Enquanto isso, políticos centristas e de esquerda se reuniram em uma contra-manifestação, defendendo a integridade das instituições e a moralidade na política. O ex-primeiro-ministro Gabriel Attal destacou a necessidade de proteger as instituições contra os ataques da extrema direita, que, segundo ele, busca deslegitimar o sistema judiciário.

A líder da extrema-direita francesa, Marine Le Pen, anunciou que irá contestar pacificamente a proibição de concorrer a cargos públicos por cinco anos, após ser condenada por desvio de fundos da União Europeia. Em um discurso, Le Pen afirmou que se inspira em Martin Luther King Jr. e que sua luta será democrática. A decisão judicial, que também afetou outros membros do partido Reunião Nacional, impede Le Pen de participar das eleições presidenciais de 2027, a menos que consiga reverter a sentença em um prazo de dezoito meses.

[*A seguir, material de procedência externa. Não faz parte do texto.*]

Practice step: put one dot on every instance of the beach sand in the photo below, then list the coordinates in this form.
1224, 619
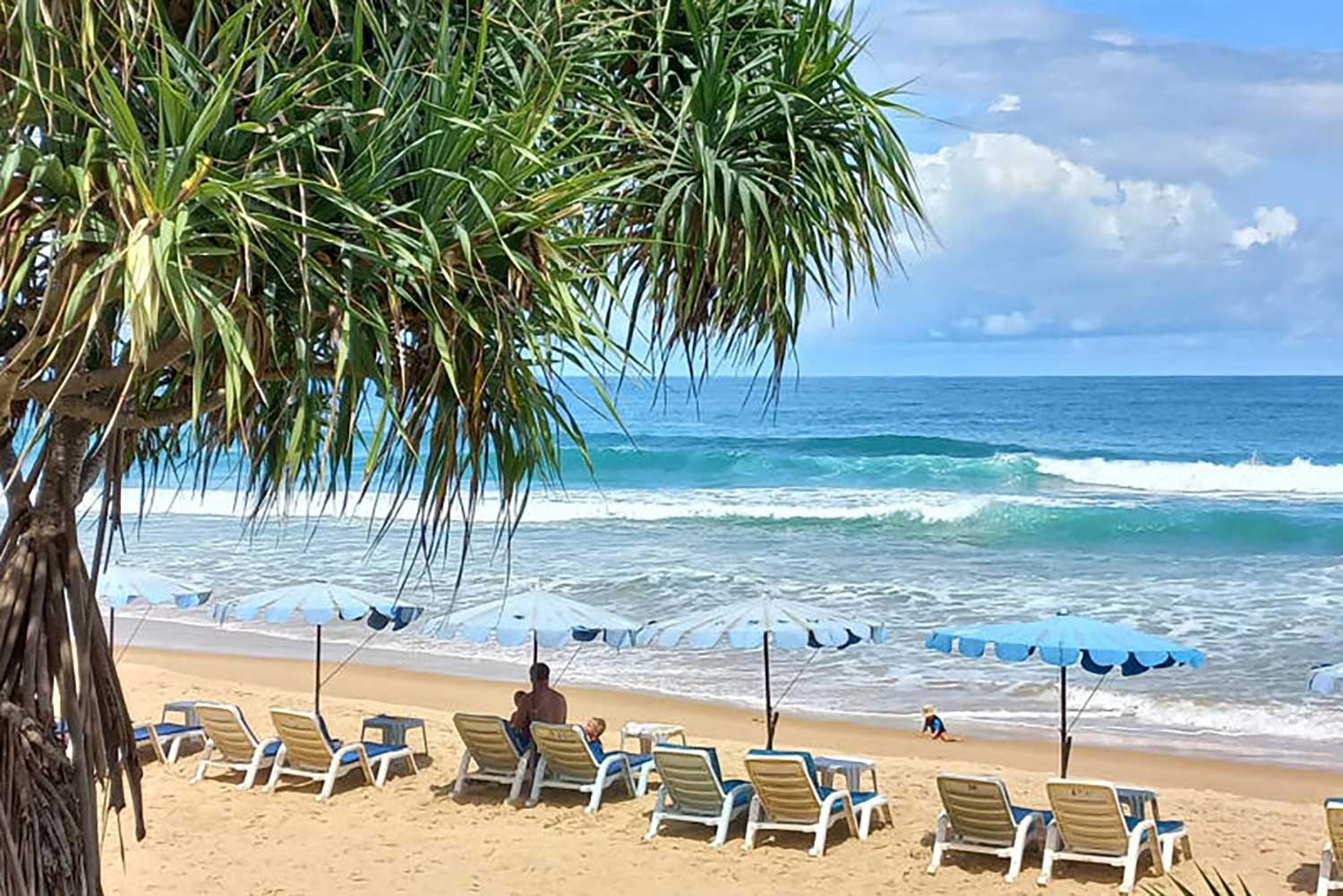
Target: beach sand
1259, 823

Durante um protesto em Paris, milhares de apoiadores de Le Pen expressaram solidariedade, agitando bandeiras francesas e gritando “venceremos”. A manifestação pode indicar o nível de apoio popular à líder, que alega estar enfrentando uma “morte política” orquestrada pelos promotores. Entre os manifestantes, a aposentada Marie-Claude Bonnefont criticou a decisão judicial, questionando a imparcialidade dos juízes.

Apesar da condenação, Le Pen continua a ser uma figura proeminente nas pesquisas eleitorais para 2027, com apoio estimado entre trinta e dois por cento e trinta e seis por cento. O ex-primeiro-ministro Edouard Philippe aparece em segundo lugar, com intenções de voto entre vinte vírgula cinco por cento e vinte e quatro por cento. A decisão do tribunal foi recebida com indiferença pela maioria dos franceses, com sessenta e cinco por cento afirmando que não ficaram chocados com o veredicto.

Enquanto isso, políticos centristas e de esquerda se reuniram em uma contra-manifestação, defendendo a integridade das instituições e a moralidade na política. O ex-primeiro-ministro Gabriel Attal destacou a necessidade de proteger as instituições contra os ataques da extrema direita, que, segundo ele, busca deslegitimar o sistema judiciário.